3. La beauté féminine aux Comores

Papa Msonga ? Un tueur à gages. Sa mission ? Eliminer le chef de l’Etat révolutionnaire qui commence à agacer plus d’un. Et comment ? Avec…un simple poignard. La justice révolutionnaire a considéré cela comme une tentative de putsch et les responsables devaient naturellement être jugés. Mais avant le verdict, il faut bien comprendre les motivations de chacun. Celle de la personne qui avait la charge d’exécuter la sale besogne : « […] une paire de chaussures espagnoles et une nuit avec Fatou Cacao239. » Particularité de cette femme ? C’est que : « C’est l’image même de la beauté. Chez elle une cuisse est une cuisse, une fesse est une fesse. Vous pouvez mettre un plateau sur son derrière monsieur le Juge, sans que le plateau tombe. C’est vous dire quel postérieur elle a240 ! » Comprendre : elle est ronde et munie d’une bonne paire de fesses !

Issa, tout en concédant que la beauté est une notion très relative, affirme à Kassabou que Zoufana est une belle femme. Kassabou soupçonne l’ami de son mari de prendre tout simplement la clarté de la peau de cette fille pour de la beauté : « - Quoi ? Mais tu blagues ! Zoufana est une belle fille ? Parce qu’elle est claire de peau ? Parce que pour vous les hommes il suffit qu’une fille soit blanche pour que vous la trouviez belle ? Les filles blanches seront votre malheur241 ! […] »

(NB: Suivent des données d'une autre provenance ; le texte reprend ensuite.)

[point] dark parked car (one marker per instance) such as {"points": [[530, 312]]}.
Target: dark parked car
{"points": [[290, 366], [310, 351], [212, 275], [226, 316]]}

Quant à Marie-Ame, eh bien, trois mois avant le mariage, elle était bien nourrie et bien gardée à la maison pour que le jour de la consommation de son mariage, elle soit « […] blanche et grasse à souhait242 ». En fait, c’était pour aiguiser sa beauté car déjà « Elle symbolisait la beauté féminine comorienne : roucouleuse, potelée, dodue, mafflue, avec des mollets galbés, des fesses redondantes, une poitrine exubérante, les cheveux lisses et les yeux langoureux243. »

Au-delà de la cette parodie de justice qui tente piteusement de juger des comploteurs, du débat philosophique qui a opposé Issa et Kassabou ou tout bonnement de la préparation de Marie-Ame à son mariage, c’est bien la définition de l’esthétique féminine comme on l’entend aux Comores qui nous est présentée : rondeur et clarté de la peau ; et les cheveux lisses forment la cerise sur le gâteau. En réalité, c’est plus que cela : c’est l’esthétique comorienne tout court qui est ainsi définie. Ce qui est beau, aux Comores, c’est ce qui est rond et clair.

Notes
239.

Ibid., p. 207.

240.

Ibid., p. 207.

241.

Mohamed Toihiri, Le Kafir, op. cit., p. 151. C’est nous qui soulignons.

242.

Ibid., p. 167. C’est encore nous qui soulignons.

243.

Ibid., p. 167. C’est toujours nous qui soulignons.